AZZANO E CHIONS - Quando tocca i tessuti quasi li accarezza. E sono i popeline e i cotoni più belli di marchi italiani di eccellenza Canclini e Grandi e Rubinelli e il marchio inglese Holland&Sherry. Ama la perfezione, insomma le cose fatte bene. È fatto così, l'azzanese Dino Bidinot, 61 anni, un vero maestro artigiano che coltiva l'arte di fare camicie sartoriali. Prima di tutto grande appassionato del suo lavoro e sostenitore del saper fare dopo aver molto imparato. Per questo quando ha deciso che taglio e cucito per la camicia sarebbero state la sua strada è andato a bottega per imparare tutti i segreti del mestiere. Il suo maestro è stato il fratello Enzo, da 10 anni in pensione, che gli ha insegnato l'arte del taglio trasportandolo in un mondo di creatività unico.


L'ATTIVITÀ
Oggi continua l'attività del fratello, segue la bottega di camiceria e riceve i clienti per le misure e le prove a Chions, in via degli Olmi 1, nella sede dell'azienda. Era il primo aprile del 1995 quando insieme al fratello Enzo si sono trasferiti nella sede dove la camiceria opera tuttora. Un luogo pieno di magia tra metri e forbici, attrezzi del mestiere e macchinari. Qui prende le misure, decide quali bottoni scegliere, rigorosamente in madreperla, quale colletto, come studiare il fit seguendo l'anatomia del corpo del cliente, un ciclo produttivo che segue in prima persona. I suoi clienti sono italiani, ma anche stranieri, che amano i tessuti di qualità, ma anche, eleganza e prestigio dei capi. Le sue camicie, cosa vogliono comunicare a chi le indossa? «Uno stile di vita di alta qualità che coniughi eleganza e sobrietà - racconta Bidinot -. Il messaggio che vogliamo arrivi è che la quotidianità dev'essere vissuta senza compromessi, con la massima qualità e confort possibili. Ciò che distingue le nostre camicie sono gli ottimi tessuti, cuciti da mani esperte - sottolinea -. L'esperienza in questo campo è una caratteristica difficile da trovare in altre realtà artigianali come la nostra, è frutto del lavoro di anni e anni e il cliente lo sa.

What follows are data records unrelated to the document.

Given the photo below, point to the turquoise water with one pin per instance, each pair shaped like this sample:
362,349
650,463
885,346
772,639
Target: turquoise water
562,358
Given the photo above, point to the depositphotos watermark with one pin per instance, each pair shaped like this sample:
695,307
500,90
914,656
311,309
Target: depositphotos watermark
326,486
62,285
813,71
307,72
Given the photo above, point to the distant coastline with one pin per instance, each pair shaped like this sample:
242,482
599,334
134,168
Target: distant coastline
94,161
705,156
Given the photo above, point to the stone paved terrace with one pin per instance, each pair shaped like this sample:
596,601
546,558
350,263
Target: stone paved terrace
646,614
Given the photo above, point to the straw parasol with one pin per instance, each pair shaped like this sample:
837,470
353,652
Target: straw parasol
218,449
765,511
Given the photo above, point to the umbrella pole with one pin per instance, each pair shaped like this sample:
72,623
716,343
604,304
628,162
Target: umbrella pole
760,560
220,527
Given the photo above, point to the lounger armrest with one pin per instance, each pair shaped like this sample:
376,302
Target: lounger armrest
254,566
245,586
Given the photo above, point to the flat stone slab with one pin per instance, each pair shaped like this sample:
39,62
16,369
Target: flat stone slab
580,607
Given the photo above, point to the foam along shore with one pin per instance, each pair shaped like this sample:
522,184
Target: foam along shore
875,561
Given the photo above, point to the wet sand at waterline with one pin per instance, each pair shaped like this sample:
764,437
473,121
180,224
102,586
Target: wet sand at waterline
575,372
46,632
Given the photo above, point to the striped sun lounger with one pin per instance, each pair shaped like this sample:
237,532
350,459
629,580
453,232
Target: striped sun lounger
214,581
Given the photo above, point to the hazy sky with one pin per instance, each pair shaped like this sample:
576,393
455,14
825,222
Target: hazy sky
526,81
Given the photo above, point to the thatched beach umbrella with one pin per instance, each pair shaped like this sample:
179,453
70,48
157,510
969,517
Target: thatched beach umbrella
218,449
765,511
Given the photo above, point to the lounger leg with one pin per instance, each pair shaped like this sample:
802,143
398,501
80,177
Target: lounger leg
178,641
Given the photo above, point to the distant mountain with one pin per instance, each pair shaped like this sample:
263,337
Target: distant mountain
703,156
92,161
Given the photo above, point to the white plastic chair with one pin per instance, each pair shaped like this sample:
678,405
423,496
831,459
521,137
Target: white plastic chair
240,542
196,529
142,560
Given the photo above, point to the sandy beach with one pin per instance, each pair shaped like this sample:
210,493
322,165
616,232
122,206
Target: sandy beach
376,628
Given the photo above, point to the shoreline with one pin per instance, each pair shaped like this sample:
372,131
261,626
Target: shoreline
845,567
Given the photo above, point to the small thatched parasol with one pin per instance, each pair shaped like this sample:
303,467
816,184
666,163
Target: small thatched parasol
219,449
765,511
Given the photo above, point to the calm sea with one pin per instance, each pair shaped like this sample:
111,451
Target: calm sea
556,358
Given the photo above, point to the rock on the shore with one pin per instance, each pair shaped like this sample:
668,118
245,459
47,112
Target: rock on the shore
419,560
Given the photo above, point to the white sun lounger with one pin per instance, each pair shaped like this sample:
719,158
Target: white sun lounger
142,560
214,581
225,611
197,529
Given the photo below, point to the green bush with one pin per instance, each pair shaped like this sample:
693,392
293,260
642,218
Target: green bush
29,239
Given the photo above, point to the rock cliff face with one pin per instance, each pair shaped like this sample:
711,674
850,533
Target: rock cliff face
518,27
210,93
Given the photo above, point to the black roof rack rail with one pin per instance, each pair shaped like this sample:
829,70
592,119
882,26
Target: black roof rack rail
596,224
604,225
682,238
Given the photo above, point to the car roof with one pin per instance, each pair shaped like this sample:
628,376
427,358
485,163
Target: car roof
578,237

La stragrande maggioranza di clienti si fidano, se escono convinti della scelta, escono anche contenti».


LA PRODUZIONE
L'intero ciclo di produzione, dalla presa delle misure, al taglio, alla stiratura, al confezionamento, è seguito in prima persona da Bidinot, affiancato da una storica collaboratrice Rosetta (da 30 anni in azienda) che ama profondamente il suo lavoro. L'artigiano delle camicie sposta l'argomento sull'inizio pandemia, l'anno 2020, quando tutto si era bloccato, anche se gli ordini sono arrivati lo stesso, seppur molto meno. E allora aggiunge: «Ho pensato di fare tutto quello che serviva per continuare a produrre, la produzione di mascherine è stato un mezzo. Nel frattempo ho trascritto tutti i nomi delle categorie professionali, e a ognuno ho scritto realizzo a mano camicie su misura, vi interessa?, è questa è stata una strategia che non mi ha fatto pesare il momento critico. La crisi degli ultimi mesi ha pesato, non c'è dubbio. Poi tutto è ripartito - conclude -. Non mi baso sulla vendita online, preferisco incontrare le persone. Il mio archivio è cartaceo e prendo sempre gli ordini ancora tutti a mano, mi piace che il cliente tocchi i tessuti». La Camiceria Bidinot oggi continua nella politica di saggezza e rispetto: per una camicia si parte da 125 euro e si arriva al massimo a 160. La tendenza è cambiata, dopo un periodo di omologazione industriale c'è un gradito ritorno all'attenzione per i particolari artigianali.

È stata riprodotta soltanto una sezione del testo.